In most institutions, however, the credit, interest rate and liquidity aspects of balance sheet management are almost always run separately by different committees, for example, the credit committee and the assetliability committee. In some rare instances, some semblance of integrated management may occur, as a result of having a coincident set of committee members, who would be able to convey the decisions and views from one committee to another, but almost never by design. What this results in, is a less than optimal allocation of the institution’s most valuable asset – its balance sheet.
As markets, not just in tradable financial instruments, become more integrated and correlated with one another, an integrated approach to managing the balance sheet becomes a fundamental requirement for a well-run financial institution. This is a task, which by definition, requires the integration of insights on both the longer term risks and the expected returns of different assets, to ensure that assets and capital are allocated in a manner conforming to the institution’s mission, as well as the integration of the financial accounting and economic value perspectives, to ensure that financial control and liquidity are not sacrificed for short term paper profits.
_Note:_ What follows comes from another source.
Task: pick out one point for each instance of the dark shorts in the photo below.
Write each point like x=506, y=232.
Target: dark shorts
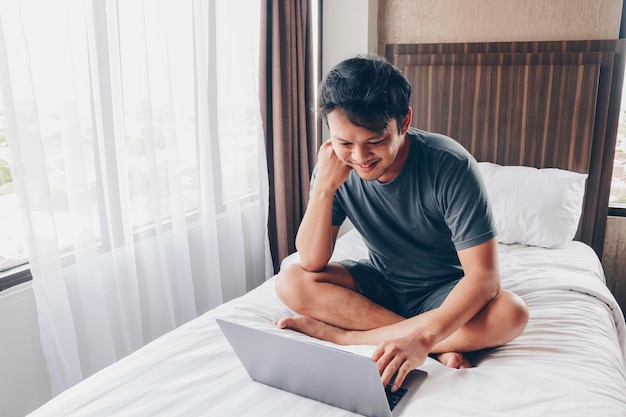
x=406, y=302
In other words, this requires integrated risk management across the business units, economic and market research, finance, and risk management functions.
In integrating risk management, changes need to be made in the way risk management is conducted – working as a partner to the various front, middle and back office departments, rather than being an independent cog in the machine, as a facilitator of differing opinions, rather than being the independent opinion on risk alone.
This approach to integrated risk management reflects the interpretation of the word “integrated”. Opting for a narrow definition means integrating risk measurement and management by enforcing a common set of statistical standards for measurement and management, looking to quantify and aggregate a common 99.9% confidence interval of the loss distribution across risks. Opting for a broader definition of “integrated”, as we have done, means integrating risk management into all aspects of the day-to-day management of the financial institution, using the power of holistic risk measurement and management tools to better structure, mitigate and manage risks, based on a detailed understanding of the risks and return from looking both at the past, the present and indicators of the future.